Published: November 12, 2010 05:53 ET in Middle East
TEHRAN, Iran — Her hands tightly wrapped around a giant penis-shaped tombstone, Maryam giggles as her friend takes a picture. She repositions herself and, snap, another photo.
She’s one of the hundreds of tourists who come to visit Khalid Nabi cemetery, a place replete with contraditions. In this conservative Islamic country, it is a historic cemetery where male and female genitals are on display for the world to see.
And now, despite being hundreds of years old, it is becoming one of the country's hot new tourist destinations for young people. More than 600 head stones make up the bizarre cemetery, which is 40 miles northeast of Gonbad-e Kavous in northeastern Iran. Despite its long history, the site was only added to Iran’s national heritage list less than a decade ago. And even since then, few researchers have dared to study it.
Visitors from all over the country — and even the world — are now coming to this mountainous area of Turkmen Sahra, which is on the border with Turkmenistan, to see for themselves the collection of stone genitalia. They can book a tour through a local travel agency, and Kahlid Nabi is only a bus ride away.
Getting to the spectacle, however, isn’t particularly easy. The road is unpaved and there are hairpin turns, not recommended for the faint-hearted. But once there, the site doesn’t disappoint. In spring — the best time to visit — endless lush, green hillocks line the horizon.
Atop one of the surrounding peaks, a shrine towers majestically. It is thought to house the tomb of Khalid Nabi, a prophet born in Yemen 40 years prior to Prophet Muhammad, according to Alireza Hesar Nuee, one of the rare historians to have studied the site. According to Hesar Nuee, Khalid Nabi promoted Christianity in several countries in the region, including Iran.
Even though Khalid Nabi himself was Christian, years later, his daughter visited Prophet Muhammad and converted to Islam. That is when Nabi’s tomb was placed upon a high mountain and revered as a sacred pilgrimage destination.
To this day Turkmen women tie ribbons to the branches of a tree near the shrine as a pledge for resolution for their troubles. Turkmens live in Iran’s northeast and speak a different dialect from Persian. They live a mostly nomadic life, making a living from training horses.
A few hundred meters from the shrine, in an uninhabited (and increasingly uninhibited) valley, is the mysterious cemetery. There are two types of tombstones scattered across the slope — long columns, some of them as high as two meters and topped with a hat that, clearly, represent penises and smaller headstones similar to a cross that some think represent female breasts.

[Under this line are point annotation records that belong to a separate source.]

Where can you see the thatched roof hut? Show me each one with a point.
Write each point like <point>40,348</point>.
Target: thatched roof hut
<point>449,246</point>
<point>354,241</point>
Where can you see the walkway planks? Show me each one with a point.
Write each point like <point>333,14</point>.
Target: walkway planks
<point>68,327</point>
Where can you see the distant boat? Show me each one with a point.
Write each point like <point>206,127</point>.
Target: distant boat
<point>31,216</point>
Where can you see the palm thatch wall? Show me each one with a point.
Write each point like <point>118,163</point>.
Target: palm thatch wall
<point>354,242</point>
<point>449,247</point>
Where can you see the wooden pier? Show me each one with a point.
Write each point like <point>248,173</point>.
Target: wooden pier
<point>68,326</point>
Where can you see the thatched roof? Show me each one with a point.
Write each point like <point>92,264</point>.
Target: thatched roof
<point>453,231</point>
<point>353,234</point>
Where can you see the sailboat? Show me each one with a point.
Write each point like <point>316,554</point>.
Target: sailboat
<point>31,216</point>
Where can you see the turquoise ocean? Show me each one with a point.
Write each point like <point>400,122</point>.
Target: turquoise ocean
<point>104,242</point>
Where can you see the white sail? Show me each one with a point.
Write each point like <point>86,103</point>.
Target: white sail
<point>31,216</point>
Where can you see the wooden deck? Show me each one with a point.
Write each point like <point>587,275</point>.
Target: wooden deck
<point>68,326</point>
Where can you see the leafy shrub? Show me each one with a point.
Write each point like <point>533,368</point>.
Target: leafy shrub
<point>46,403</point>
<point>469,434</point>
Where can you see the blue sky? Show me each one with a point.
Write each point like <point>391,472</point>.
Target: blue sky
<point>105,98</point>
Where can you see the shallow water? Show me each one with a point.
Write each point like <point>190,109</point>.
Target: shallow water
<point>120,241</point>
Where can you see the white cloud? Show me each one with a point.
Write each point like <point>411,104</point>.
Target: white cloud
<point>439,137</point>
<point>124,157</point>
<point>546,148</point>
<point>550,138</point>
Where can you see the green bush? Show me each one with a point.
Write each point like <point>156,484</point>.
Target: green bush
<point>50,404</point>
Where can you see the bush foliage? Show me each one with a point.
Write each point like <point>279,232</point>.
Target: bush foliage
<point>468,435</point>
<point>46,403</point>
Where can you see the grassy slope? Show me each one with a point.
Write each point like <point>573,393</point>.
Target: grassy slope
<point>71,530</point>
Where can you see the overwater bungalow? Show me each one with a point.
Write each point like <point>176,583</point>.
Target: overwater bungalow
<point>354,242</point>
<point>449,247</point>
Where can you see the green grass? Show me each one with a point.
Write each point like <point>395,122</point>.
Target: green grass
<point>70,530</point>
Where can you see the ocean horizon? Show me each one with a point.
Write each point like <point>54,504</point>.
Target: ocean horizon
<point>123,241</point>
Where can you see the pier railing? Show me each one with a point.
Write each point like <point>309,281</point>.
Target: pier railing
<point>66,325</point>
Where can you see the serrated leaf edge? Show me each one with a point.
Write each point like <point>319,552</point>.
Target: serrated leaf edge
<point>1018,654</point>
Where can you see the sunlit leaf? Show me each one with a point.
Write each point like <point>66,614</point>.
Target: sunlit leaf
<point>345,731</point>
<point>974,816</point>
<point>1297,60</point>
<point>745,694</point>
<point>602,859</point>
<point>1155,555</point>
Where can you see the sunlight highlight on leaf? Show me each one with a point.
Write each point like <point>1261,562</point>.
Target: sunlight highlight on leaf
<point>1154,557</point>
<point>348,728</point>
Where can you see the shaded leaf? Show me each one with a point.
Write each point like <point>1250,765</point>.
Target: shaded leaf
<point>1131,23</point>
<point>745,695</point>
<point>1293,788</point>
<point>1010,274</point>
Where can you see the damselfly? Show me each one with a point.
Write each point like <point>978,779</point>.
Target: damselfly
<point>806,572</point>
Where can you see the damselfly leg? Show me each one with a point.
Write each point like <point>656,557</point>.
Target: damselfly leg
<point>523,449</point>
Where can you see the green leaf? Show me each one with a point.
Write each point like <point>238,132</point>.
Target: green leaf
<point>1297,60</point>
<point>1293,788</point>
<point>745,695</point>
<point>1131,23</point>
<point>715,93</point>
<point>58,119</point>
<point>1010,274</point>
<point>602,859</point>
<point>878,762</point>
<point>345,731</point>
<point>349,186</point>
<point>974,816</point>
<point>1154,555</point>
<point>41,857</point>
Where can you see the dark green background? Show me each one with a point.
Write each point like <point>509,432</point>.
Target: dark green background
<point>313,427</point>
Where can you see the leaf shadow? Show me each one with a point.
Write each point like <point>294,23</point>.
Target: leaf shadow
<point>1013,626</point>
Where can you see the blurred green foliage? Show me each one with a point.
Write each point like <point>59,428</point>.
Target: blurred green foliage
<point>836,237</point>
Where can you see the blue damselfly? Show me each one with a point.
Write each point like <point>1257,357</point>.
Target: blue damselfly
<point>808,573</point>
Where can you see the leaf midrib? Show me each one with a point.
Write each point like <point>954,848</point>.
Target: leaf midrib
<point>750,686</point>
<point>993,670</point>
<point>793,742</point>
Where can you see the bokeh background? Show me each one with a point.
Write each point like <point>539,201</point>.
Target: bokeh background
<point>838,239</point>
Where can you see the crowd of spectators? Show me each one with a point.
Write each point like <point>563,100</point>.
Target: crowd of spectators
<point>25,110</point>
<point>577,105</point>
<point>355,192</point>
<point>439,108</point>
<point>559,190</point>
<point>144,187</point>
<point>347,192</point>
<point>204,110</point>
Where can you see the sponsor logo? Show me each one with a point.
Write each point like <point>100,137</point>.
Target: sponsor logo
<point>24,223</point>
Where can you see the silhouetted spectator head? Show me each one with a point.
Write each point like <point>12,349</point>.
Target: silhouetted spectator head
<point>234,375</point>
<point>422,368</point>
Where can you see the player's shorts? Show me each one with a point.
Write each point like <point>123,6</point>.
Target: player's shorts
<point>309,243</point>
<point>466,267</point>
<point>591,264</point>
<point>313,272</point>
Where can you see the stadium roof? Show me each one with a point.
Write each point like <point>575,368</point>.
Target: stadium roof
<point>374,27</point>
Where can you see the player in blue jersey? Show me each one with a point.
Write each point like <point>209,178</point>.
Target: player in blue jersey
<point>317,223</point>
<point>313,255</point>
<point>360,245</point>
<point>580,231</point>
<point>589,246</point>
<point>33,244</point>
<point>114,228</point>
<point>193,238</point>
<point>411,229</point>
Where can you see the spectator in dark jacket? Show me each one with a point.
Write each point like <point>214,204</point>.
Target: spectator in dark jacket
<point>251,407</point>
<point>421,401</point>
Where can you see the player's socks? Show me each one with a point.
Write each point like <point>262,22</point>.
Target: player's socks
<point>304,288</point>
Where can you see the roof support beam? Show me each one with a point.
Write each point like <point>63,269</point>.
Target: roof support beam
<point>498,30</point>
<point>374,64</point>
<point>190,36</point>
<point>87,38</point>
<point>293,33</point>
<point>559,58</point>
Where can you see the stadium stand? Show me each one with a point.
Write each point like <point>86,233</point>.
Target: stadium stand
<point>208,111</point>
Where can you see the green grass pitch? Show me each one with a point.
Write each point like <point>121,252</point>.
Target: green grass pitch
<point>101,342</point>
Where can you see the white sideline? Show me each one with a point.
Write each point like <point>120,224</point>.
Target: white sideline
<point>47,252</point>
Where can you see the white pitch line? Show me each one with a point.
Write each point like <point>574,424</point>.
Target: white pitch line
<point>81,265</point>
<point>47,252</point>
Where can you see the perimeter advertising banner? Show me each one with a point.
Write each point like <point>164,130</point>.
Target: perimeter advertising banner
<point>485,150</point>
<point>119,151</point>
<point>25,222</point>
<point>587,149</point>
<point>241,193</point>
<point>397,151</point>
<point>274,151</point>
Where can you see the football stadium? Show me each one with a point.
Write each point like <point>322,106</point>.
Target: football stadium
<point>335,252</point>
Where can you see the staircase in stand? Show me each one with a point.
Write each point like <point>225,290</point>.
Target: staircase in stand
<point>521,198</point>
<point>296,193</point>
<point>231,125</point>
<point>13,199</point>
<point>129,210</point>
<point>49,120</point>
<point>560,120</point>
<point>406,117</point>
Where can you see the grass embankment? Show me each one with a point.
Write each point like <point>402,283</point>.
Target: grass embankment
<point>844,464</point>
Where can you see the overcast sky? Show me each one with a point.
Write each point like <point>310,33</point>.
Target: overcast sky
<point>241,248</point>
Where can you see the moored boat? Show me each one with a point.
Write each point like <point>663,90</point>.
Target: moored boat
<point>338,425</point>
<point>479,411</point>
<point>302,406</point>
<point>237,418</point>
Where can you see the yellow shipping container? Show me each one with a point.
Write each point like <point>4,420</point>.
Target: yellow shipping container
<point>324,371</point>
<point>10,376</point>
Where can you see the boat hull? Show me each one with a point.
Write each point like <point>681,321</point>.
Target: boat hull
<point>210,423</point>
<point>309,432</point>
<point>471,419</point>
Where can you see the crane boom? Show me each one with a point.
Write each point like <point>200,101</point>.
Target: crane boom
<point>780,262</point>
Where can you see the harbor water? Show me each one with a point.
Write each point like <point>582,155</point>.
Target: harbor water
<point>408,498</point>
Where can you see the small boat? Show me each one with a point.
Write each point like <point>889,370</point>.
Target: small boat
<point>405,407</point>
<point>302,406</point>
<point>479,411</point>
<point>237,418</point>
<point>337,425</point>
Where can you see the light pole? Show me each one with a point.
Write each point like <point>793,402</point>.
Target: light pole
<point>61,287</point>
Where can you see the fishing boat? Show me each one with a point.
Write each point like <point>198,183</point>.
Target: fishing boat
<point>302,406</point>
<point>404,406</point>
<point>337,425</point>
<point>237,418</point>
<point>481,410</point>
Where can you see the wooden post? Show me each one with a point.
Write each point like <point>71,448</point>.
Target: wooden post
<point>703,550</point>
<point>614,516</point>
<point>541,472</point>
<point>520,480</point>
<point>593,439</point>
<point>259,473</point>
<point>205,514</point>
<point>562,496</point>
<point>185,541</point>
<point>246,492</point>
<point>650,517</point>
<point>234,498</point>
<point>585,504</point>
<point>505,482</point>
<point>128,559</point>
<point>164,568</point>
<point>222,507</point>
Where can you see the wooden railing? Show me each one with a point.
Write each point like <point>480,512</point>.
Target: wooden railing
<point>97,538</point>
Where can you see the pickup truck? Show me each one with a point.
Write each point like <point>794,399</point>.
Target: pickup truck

Hesar Nuee said the tombstones are symbolic representations of male and female genitals. He said the symbolism could come from the phallic religion practiced in India and central Asia, but few know for sure the meaning behind the designs.
The chatter among tourists, often overexcited by the surprising sight, is the only thing that breaks through the otherwise perfect silence of the cemetery and the valley. The bashful are hesitant to take pictures standing next to the poles, but others see it as an opportunity to have a laugh.
On one recent afternoon, a debate broke out about why some of the penis tombstones are shorter than others. While some believe it could reflect the age of the deceased, one insists that it’s due to "shrinkage."
“Here, it feels like standing on the top of the world,” Mehdi, a tourist from the Iranian city of Isfahan, said on his visit to the shrine, adding that he didn’t know the cemetery existed until he heard a group of friends talking about it.
Khalid Nabi first gained notoriety in a scholarly article published by David Stronach in 1981. In it, Stronach introduces the site and mentions the lack of research on it.
But after that, Khalid Nabi was again quickly forgotten. Nowhere was it mentioned until nine years ago when interest in the site surged as tourism in Iran boomed. The increase in tourism was in part spurred by Iran’s younger generation, which saw short trips out of the city as way to meet and mingle with others, something that can often be difficult under the watchful eyes of Iran's morality police.
The more remote and obscure the place was, the better.
And as tourism began to increase, so did the cemetery’s oddball reputation. Professional photographers began taking pictures of Khalid Nabi, publishing them in various outlets. Some blogged about it and word began to spread.
On the bus ride to Khalid Nabi, many tourists complained about the censorship that has surrounded it over the years. “This is part of our culture and history,” one said, “why should it be ignored?”
While many cities in Iran are expanding rapidly and many Iranians are getting caught up in the urban hustle and bustle, Khalid Nabi remains detached and frozen in the past.
It remains for researchers to explore, but for now, to many average Iranians, it makes for a good laugh.